Q:What therapies (if any) work best for your child?
A:Jonathan definitely has sensory processing issues (sound, mainly), so we try to give him a varied “sensory diet.” He especially responds to deep pressure. When he starts freaking out and getting overwhelmed, we will lay him down on the couch, cover him with the couch cushions (except his face, of course), and lay over him. It sounds crazy, but the “couch sandwich” settles him down SO quickly (it also works with our 2-year-old). We have also noticed that he does much better with a protein-packed breakfast. Days that start with cheesy eggs and sausage go MUCH better than milk-and-cereal days.
Q: What do you wish you knew then, that you know now?
A:Autism is NOT a big, scary word like cancer. You don’t die from it. It’s just a different word that helps describe my child.
Jonathan has blue eyes.
Jonathan has curly hair.
Jonathan is tall.
Jonathan is autistic.
Also, I wish I was more confident in myself as a parent instead of instantly blaming myself. Jonathan’s autism isn’t my fault. It isn’t because of something I did or didn’t do.
Q: What are your biggest challenges or difficulties?
A:We are still working on Jonathan’s intense mood-swings. We are looking into finding a therapist or child psychologist to help him and us come up with better strategies for keeping him from going off so often. In school, he has several goals with respect to handwriting, sitting still, finishing tasks, etc. We are also trying to make our life more predictable, since surprises or changes in schedule are really tough for ALL the kids in our family.
Q: What would you share with parents new to autism?
A:When we walked out of the meeting where Jonathan was officially labeled as autistic, I remember this odd sense of newness, heaviness, strangeness. It wasn’t until we walked into Jonathan’s classroom and he ran up to my husband and me and hugged us that I had a mini-revelation: he’s the same boy. We didn’t get a new kid in our lives, we got a new word. It’s a word with a lot of weight, sure, but our son hadn’t changed one single bit. We had. And we continue to. It’s OK to grieve a little bit, to feel a little bad. We gave ourselves the weekend to mull over the newness of autism in our lives. After that, it was back to normal. Our focus now is how we can help Jonathan.

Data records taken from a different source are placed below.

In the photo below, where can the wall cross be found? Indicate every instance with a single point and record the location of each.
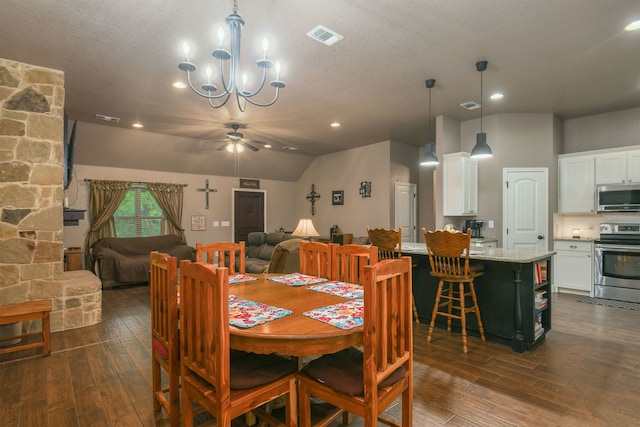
(313, 197)
(206, 191)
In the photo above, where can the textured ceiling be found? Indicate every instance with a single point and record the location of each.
(567, 57)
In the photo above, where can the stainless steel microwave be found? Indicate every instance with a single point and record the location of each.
(618, 197)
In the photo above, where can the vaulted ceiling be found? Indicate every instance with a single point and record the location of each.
(568, 57)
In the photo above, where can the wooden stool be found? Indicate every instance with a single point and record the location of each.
(449, 258)
(28, 310)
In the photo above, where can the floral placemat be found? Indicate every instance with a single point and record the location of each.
(245, 313)
(346, 315)
(339, 289)
(297, 279)
(239, 278)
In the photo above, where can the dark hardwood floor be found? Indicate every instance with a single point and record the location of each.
(586, 373)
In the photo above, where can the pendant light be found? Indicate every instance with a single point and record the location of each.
(430, 158)
(482, 149)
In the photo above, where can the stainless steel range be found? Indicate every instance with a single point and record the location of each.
(617, 262)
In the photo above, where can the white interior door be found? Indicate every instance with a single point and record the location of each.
(405, 209)
(525, 208)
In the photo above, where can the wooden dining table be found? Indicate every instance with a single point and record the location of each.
(295, 334)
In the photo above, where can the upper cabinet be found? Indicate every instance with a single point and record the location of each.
(621, 167)
(460, 175)
(576, 178)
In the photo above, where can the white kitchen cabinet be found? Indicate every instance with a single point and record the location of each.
(460, 185)
(622, 167)
(573, 266)
(576, 181)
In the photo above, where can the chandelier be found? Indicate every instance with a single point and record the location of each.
(231, 84)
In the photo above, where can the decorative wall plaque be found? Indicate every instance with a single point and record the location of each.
(198, 222)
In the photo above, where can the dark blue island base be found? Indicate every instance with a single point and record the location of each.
(515, 308)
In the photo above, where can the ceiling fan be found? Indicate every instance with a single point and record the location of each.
(236, 142)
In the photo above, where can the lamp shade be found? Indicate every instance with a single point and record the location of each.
(430, 158)
(482, 149)
(305, 228)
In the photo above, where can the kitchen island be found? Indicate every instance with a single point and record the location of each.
(514, 294)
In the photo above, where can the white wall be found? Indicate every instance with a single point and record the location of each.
(280, 200)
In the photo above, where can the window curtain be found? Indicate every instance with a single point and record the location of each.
(105, 198)
(169, 198)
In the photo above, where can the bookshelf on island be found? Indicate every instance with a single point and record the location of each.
(514, 294)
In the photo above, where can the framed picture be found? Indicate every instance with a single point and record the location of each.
(337, 197)
(198, 222)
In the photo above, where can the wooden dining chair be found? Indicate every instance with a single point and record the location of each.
(227, 254)
(315, 258)
(449, 260)
(224, 383)
(366, 383)
(348, 261)
(164, 334)
(389, 243)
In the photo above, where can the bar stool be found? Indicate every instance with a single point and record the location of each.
(449, 258)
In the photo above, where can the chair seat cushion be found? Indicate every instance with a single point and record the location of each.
(251, 370)
(344, 372)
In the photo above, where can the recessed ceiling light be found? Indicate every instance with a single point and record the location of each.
(635, 25)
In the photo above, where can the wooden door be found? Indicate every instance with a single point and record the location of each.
(405, 210)
(525, 209)
(248, 213)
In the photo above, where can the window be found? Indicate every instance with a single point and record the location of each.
(138, 214)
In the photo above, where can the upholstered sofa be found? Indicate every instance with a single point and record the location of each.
(125, 260)
(259, 249)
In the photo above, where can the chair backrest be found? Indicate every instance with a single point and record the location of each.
(229, 254)
(164, 301)
(315, 258)
(388, 337)
(448, 251)
(348, 261)
(388, 241)
(285, 257)
(204, 325)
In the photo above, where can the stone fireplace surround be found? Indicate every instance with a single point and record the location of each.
(31, 197)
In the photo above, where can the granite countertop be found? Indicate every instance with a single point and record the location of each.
(521, 256)
(484, 239)
(571, 239)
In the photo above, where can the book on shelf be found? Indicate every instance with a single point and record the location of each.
(540, 273)
(543, 303)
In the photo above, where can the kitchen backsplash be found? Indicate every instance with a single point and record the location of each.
(588, 226)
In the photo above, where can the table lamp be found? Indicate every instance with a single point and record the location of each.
(305, 228)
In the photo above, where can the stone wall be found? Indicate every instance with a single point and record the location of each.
(31, 194)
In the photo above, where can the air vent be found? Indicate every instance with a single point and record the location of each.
(107, 118)
(470, 105)
(324, 35)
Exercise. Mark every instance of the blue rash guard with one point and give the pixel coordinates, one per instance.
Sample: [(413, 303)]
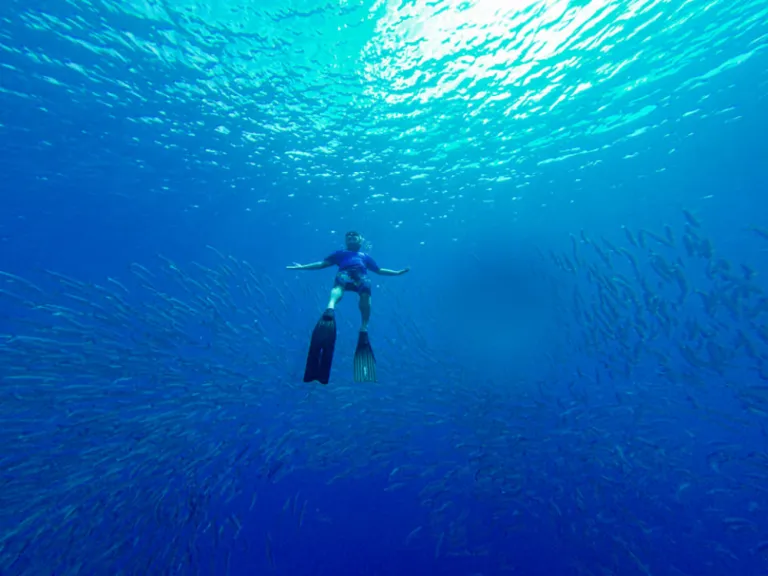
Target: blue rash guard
[(353, 270)]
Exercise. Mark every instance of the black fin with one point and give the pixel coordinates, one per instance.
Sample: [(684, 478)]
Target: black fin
[(321, 348), (365, 362)]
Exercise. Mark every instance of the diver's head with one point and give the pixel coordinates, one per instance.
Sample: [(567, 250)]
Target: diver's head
[(354, 241)]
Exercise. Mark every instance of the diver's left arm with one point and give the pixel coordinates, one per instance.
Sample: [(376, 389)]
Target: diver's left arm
[(388, 272)]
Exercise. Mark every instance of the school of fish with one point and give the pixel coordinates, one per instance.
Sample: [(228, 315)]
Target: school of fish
[(146, 417)]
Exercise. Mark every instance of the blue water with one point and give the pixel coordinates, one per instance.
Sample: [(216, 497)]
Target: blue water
[(564, 385)]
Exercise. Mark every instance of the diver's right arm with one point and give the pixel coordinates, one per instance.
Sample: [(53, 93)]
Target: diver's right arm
[(314, 266)]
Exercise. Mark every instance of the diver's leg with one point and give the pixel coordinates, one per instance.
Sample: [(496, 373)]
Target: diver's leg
[(365, 310), (336, 294)]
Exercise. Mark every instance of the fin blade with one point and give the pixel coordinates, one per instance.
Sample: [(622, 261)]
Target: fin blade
[(321, 348), (365, 361)]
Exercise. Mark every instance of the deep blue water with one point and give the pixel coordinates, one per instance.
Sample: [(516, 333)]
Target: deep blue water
[(572, 378)]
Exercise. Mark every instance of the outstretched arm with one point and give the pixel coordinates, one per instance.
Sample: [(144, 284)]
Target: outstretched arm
[(314, 266), (388, 272)]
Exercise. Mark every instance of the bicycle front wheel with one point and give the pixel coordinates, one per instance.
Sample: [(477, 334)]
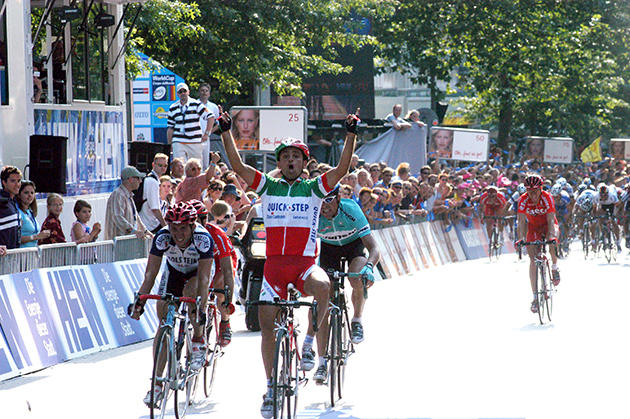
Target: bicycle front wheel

The autism label has helped us understand some of Jonathan’s behaviors. Things that we used to think were discipline issues (chewing on his shirts, making annoying repetitious sounds/movements), we have realized are clues that he needs sensory stimulation and it’s time for him to go spin, jump, lay down for the couch sandwich, or eat. Autism has given us a different lens to view our son through. It’s not a scary thing, it’s just new. But the great thing is, there are SO many other people who have pioneered the way. Parents new to autism NOW don’t have to go blazing trails, we just have to start looking around and asking for directions.